The Bible teaches personal separation—the commitment of an individual believer to maintain a godly standard of behavior, separating from those who are living an ungodly lifestyle (1 Corinthians 5:11). The Bible also teaches ecclesiastical separation—the commitment of a church to maintain the purity of the gospel message, cutting ties with those who have compromised their doctrine (Revelation 2:14–15). Secondary separation takes things a step further: not only does one separate from an individual or group due to sin or heresy, but one also separates from anyone who does not likewise separate from those individuals or groups.
Secondary separation works like this:
a) Mr. False is a heretic, teaching a false gospel.
b) We refuse to associate with Mr. False (and rightly so).
c) Mr. True, who is a sound, biblical teacher, speaks at a conference where Mr. False is also speaking.
d) We now refuse to associate with Mr. True, because of his association with Mr. False.
Practicing secondary separation is difficult because it is hard to stop at the secondary level. Using the names in the above example, what about other people who do not separate from Mr. True? If associating with Mr. True is wrong because of his tacit approval of Mr. False, then it would seem that someone who associates with Mr. True is living in sin, and we should separate from him as well. So, if Mr. Right (who does not support Mr. False) does not separate from Mr. True, do we need to also separate from Mr. Right? Now we have three levels of separation, but it does not stop there. What if Mr. Proper continues to associate with Mr. Right? Do we now need to dissociate from Mr. Proper? And what about all the people who still associate with Mr. Proper? Do we need to dissociate from them, too? It goes on and on. It would never stop.
We saw this kind of thing with Billy Graham. He often worked with people in theologically liberal churches to facilitate his evangelistic campaigns. For this reason, some thought that Christians should practice secondary separation and separate from Billy Graham. Then some advocated separating from anyone who did not also separate from Billy Graham. Carried far enough, such standards would result in a very small group of “purists” who can hardly fellowship with anyone else.
C.S. Lewis is another figure who could be the center of discussions about secondary separation. Lewis was a believer, but he held some problematic doctrines and freely associated with Roman Catholics, considering them to be true believers. We can choose to “separate” from Lewis (by not reading his books), but if we also choose to dissociate ourselves from anyone who does read his books, then we would pretty much isolate ourselves, because almost everyone in American evangelicalism reads C.S. Lewis. It is probably more helpful to read, enjoy, and recommend the works of C.S. Lewis and, when necessary, point out where we disagree with him and the reasons why.
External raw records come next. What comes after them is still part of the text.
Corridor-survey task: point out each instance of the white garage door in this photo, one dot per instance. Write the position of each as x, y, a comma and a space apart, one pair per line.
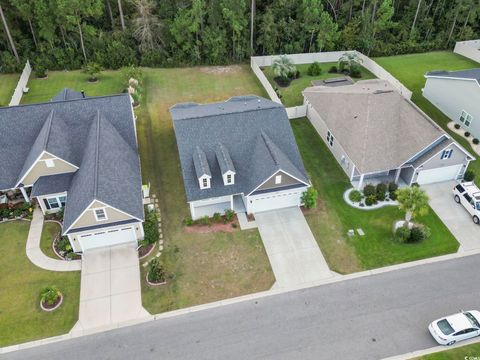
275, 200
438, 175
107, 238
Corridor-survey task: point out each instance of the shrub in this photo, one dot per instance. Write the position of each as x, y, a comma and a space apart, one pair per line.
314, 69
402, 234
418, 233
309, 198
469, 175
380, 191
204, 220
217, 217
156, 271
333, 70
150, 227
229, 214
369, 190
370, 200
50, 295
355, 196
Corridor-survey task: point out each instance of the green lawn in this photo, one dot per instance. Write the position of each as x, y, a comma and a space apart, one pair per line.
50, 231
333, 217
207, 267
410, 70
21, 318
9, 82
292, 95
467, 352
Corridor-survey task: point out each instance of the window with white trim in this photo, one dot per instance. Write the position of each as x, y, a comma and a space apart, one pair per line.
50, 163
446, 154
100, 214
466, 118
330, 138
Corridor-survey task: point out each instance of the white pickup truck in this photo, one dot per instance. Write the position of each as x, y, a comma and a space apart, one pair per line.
468, 194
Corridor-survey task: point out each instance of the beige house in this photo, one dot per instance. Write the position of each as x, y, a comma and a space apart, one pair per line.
377, 135
77, 154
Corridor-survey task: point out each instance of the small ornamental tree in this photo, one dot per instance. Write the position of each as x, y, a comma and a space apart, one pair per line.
309, 198
412, 200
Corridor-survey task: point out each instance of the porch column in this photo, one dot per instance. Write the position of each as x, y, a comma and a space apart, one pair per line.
360, 183
397, 175
25, 195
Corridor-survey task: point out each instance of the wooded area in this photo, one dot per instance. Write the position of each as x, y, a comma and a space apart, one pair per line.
66, 34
Another problem with putting secondary separation into practice is that people often falsely brand someone as a heretic when, in reality, the person is a true believer who simply holds a different position on a secondary issue. Furthermore, there is often dispute on which issues are secondary.
Rather than trying to come up with some hard-and-fast rule concerning secondary separation, each situation should be evaluated on its own merits. If Mr. True begins to actively teach what Mr. False does, or if he begins to actively promote Mr. False as a reliable teacher, then we might want to draw back from Mr. True. If, on the other hand, Mr. True finds Mr. False to be a congenial man but disagrees with him on some key doctrinal points, then we might not need to separate from Mr. True.